Design and evaluation of a real-time locating system for wireless sensor networks

Abstract

Evaluating target-tracking protocols for wireless sensor networks that can localise multiple mobile assets can be a very challenging task. Such protocols usually aim at the minimisation of communication overhead, data processing for the participating nodes and delivering adequate tracking information of the mobile assets in a timely manner. Simulations on such protocols are performed using theoretical models that are based on unrealistic assumptions like the unit disc graph communication model, ideal network localisation and perfect distance estimations. With these assumptions taken for granted, theoretical models claim various performance milestones that cannot be achieved in realistic conditions. In this paper, we design a new localisation protocol, where mobile assets can be tracked passively via software agents.

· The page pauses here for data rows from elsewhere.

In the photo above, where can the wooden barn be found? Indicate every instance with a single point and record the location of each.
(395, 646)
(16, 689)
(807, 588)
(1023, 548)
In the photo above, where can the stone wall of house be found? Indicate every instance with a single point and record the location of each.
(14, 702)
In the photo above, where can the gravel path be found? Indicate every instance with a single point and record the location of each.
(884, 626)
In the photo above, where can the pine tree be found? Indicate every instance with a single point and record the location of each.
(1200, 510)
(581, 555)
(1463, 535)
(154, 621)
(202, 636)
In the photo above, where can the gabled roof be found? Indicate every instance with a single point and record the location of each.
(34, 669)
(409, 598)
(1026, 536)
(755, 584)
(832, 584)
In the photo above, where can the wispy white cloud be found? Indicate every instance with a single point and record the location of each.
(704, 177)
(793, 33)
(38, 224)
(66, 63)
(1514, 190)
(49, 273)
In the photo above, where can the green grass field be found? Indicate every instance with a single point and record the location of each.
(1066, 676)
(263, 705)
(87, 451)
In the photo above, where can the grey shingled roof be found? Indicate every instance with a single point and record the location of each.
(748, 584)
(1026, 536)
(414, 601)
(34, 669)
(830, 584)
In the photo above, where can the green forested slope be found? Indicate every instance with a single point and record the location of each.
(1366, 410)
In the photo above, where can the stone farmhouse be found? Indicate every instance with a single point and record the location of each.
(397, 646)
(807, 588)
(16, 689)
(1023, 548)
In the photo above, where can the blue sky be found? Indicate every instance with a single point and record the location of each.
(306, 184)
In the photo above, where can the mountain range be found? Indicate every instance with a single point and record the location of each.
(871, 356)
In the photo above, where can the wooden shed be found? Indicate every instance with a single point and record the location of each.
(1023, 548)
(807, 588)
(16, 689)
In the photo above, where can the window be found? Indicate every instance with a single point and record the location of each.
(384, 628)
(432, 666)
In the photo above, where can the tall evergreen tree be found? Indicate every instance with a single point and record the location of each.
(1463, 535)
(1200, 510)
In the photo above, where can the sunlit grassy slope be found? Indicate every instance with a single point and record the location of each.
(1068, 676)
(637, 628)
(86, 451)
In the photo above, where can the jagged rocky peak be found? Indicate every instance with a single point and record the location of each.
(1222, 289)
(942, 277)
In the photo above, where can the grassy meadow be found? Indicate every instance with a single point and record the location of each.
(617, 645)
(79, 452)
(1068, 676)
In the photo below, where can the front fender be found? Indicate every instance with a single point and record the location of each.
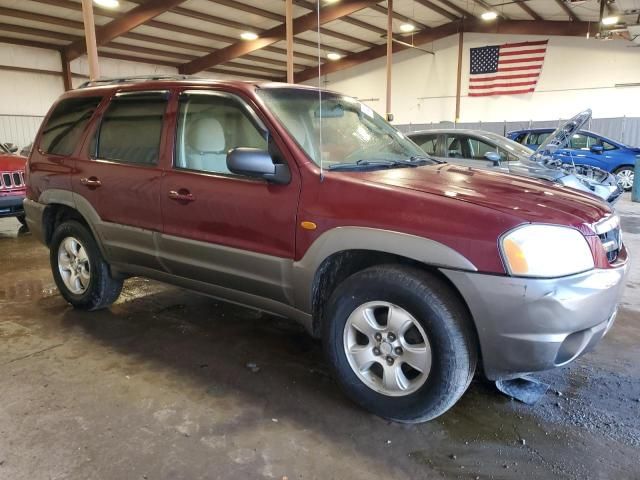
(342, 239)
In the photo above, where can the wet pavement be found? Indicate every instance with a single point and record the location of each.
(168, 384)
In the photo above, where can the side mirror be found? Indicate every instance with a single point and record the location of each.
(493, 157)
(256, 163)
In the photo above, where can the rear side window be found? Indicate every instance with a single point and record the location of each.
(66, 124)
(131, 128)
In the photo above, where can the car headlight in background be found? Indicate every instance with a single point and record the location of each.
(545, 251)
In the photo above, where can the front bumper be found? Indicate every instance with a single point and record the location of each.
(11, 206)
(526, 325)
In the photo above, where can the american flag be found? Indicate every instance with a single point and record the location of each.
(507, 69)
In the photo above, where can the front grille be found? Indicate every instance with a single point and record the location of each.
(11, 180)
(610, 235)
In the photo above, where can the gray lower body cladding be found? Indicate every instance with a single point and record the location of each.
(526, 325)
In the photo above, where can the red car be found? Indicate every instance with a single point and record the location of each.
(12, 186)
(309, 205)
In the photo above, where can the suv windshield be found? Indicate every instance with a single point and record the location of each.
(339, 130)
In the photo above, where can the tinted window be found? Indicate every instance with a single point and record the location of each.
(131, 128)
(427, 142)
(454, 147)
(211, 125)
(66, 124)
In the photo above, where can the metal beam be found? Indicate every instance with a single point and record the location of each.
(438, 9)
(530, 11)
(572, 16)
(276, 34)
(514, 27)
(134, 18)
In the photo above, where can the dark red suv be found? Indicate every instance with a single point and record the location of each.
(307, 204)
(12, 187)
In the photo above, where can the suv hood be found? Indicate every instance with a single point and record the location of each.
(529, 199)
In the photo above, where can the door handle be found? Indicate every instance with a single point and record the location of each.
(181, 196)
(91, 182)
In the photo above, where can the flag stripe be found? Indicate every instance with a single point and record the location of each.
(519, 60)
(523, 44)
(505, 92)
(504, 77)
(513, 69)
(502, 85)
(507, 69)
(522, 52)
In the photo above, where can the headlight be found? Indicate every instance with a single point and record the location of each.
(546, 251)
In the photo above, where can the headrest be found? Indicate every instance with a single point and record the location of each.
(206, 135)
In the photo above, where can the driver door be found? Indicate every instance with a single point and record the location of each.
(218, 227)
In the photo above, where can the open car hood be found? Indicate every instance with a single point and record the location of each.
(562, 135)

Moreover, we address and mitigate issues that hinder performance over the wireless medium and provide a fully deployable protocol. The design, implementation and experimentation of this new protocol along with further optimisations were performed using the WISEBED framework. We apply our protocol in a real indoor wireless sensor testbed with multiple experimental scenarios to showcase scalability and trade-offs between network properties and configurable protocol parameters. By analysis of the real-world experimental output, we present results that depict a more realistic view of the target tracking problem, regarding power consumption and the quality of tracking information. Finally, we also conduct some much focused simulations to assess the scalability of our protocol in very large networks and multiple mobile assets.